Le roman tire son nom du graveur italien Giovanni Battista Piranesi (1720-1778), célèbre pour ses Prisons imaginaires, série d’estampes qui figurent d’immenses caves souterraines aux escaliers sans fin. Susanna Clarke (autrice de Jonathan Strange & Mr Norrell) transpose cette atmosphère en fiction. Ce qui rend le livre si efficace, c’est le contraste entre la candeur du narrateur et le malaise progressif du lecteur : Piranèse décrit son monde avec une joie sincère, presque enfantine, tandis que nous comprenons avant lui que quelque chose ne va pas du tout. Lauréat du Women’s Prize for Fiction 2021, Piranèse est court (environ 250 pages), lumineux dans son ton et redoutable dans sa construction — l’inverse, en un sens, de La Maison des feuilles, mais son parfait complément : ici aussi, un espace impossible finit par révéler ce qu’il a fait à ceux qui l’habitent.


9. Le Dictionnaire khazar (Milorad Pavić, 1984)

Disponible sur Amazon Disponible à la Fnac

Ce « roman-lexique en 100 000 mots » se présente sous la forme d’un dictionnaire fictif — ou plutôt de trois dictionnaires réunis en un seul : un « Livre Rouge » (sources chrétiennes), un « Livre Vert » (sources musulmanes) et un « Livre Jaune » (sources juives). Les entrées — qui tiennent autant de la notice encyclopédique que du conte fantastique — retracent la naissance et la disparition des Khazars, peuple turcique semi-nomade établi entre la mer Noire et la mer Caspienne du VIIe au Xe siècle. L’événement central : le khagan (le souverain khazar) aurait convoqué un représentant de chaque religion monothéiste pour interpréter l’un de ses rêves, et se serait converti à la foi du vainqueur. Laquelle ? Personne ne s’est jamais accordé sur ce point — et Pavić n’a aucune intention de trancher.
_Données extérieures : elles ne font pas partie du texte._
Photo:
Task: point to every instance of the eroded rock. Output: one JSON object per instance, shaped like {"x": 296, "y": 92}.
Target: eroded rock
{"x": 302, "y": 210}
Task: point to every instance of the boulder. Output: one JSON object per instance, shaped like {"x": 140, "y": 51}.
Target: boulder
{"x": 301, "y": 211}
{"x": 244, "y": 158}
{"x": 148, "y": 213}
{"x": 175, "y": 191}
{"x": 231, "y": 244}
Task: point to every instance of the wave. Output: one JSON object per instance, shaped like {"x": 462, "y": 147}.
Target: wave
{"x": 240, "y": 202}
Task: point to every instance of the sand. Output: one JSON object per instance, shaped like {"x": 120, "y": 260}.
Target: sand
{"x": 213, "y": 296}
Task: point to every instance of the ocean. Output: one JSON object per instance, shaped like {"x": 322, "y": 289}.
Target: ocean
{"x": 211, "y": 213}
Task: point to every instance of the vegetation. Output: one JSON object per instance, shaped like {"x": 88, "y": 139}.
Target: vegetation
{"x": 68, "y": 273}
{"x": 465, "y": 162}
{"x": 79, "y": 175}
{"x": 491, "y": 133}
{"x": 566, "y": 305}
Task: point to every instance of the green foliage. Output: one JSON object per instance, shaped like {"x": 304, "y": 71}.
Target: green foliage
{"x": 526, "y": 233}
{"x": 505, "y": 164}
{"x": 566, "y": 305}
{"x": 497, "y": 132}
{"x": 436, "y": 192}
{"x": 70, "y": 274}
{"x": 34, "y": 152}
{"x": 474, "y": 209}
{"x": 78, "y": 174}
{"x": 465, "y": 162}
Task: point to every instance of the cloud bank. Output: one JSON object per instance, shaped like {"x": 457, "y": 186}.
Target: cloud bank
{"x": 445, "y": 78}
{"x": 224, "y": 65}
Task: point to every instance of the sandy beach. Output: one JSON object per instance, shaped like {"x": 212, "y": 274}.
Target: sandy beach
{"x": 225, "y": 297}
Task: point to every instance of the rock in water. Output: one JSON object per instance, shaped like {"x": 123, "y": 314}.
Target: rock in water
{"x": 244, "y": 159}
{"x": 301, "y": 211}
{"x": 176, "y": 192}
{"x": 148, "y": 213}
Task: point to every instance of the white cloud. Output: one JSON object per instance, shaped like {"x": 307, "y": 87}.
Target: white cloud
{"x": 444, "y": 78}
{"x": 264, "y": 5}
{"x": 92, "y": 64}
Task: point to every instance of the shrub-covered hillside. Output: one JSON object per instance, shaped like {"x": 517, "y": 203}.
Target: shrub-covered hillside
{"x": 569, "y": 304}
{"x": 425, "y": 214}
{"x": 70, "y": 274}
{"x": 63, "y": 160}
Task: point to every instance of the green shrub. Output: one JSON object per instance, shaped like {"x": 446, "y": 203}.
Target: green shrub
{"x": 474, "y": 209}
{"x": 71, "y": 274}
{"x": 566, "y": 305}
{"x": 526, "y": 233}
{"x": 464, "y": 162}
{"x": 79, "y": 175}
On croise au fil des articles des « chasseurs de rêves », membres d’une secte capable de pénétrer dans le sommeil d’autrui pour y traquer des fragments d’un être primordial, mais aussi des vampires, des saints, des érudits, des espions.

Le livre peut se lire dans n’importe quel ordre, de A à Z, au hasard, ou d’un renvoi interne à l’autre. Il a même été publié en deux éditions — l’une « masculine », l’autre « féminine » — qui diffèrent de quelques pages décisives. Historien de la littérature serbe et spécialiste de la poésie baroque, Milorad Pavić a conçu un hypertexte sur papier avant l’invention du Web. La critique a souvent rapproché le livre de l’univers de Jorge Luis Borges — pour sa structure labyrinthique, son goût des encyclopédies fictives et son mélange d’érudition et d’ironie. Une curiosité rééditée en France par Le Nouvel Attila en 2015.


10. La Cité des Saints et des Fous (Jeff VanderMeer, Ambergris, tome 1, 2001)

Disponible sur Amazon Disponible à la Fnac

Il était une fois, sur les rives de la rivière Moth, une cité baptisée Ambregris. Bâtie sur les ruines d’une civilisation souterraine liée aux champignons — dont les habitants, les Champigniens, n’ont pas totalement disparu —, cette métropole tentaculaire abrite meurtriers, artistes fous, saints fanatiques vénérés de leur vivant, calmars géants doués d’intelligence et complots en tout genre. La Cité des Saints et des Fous n’est pas un roman au sens classique : c’est un recueil de récits, de faux essais historiographiques, de guides touristiques fictifs, de monographies sur le calmar royal, de correspondances et d’annexes, le tout relié par un seul fil conducteur : la ville d’Ambregris, qui est moins un décor qu’un personnage à part entière — volatile, dangereux et addictif.

Jeff VanderMeer, figure de proue du mouvement New Weird — un courant littéraire qui croise science-fiction, fantastique et horreur sans respecter les frontières de genre — et futur auteur de la trilogie du Rempart Sud (dont Annihilation, adapté au cinéma en 2018), a construit Ambregris sur près de dix ans, au fil d’éditions successives qui ont étoffé et remanié les textes. Le ton oscille entre l’érudition pince-sans-rire d’un faux traité universitaire et le grotesque carnavalesque d’un conte noir. L’un des textes met en scène un homme enfermé dans un hôpital psychiatrique qui affirme qu’Ambregris existe réellement — et que l’auteur du livre, un certain « Jeff VanderMeer », est un personnage de fiction. Un livre-monde grotesque, érudit, déconcertant, où il faut accepter de se perdre dans les ruelles — exactement comme dans un certain couloir de Virginie qui ne devrait pas exister.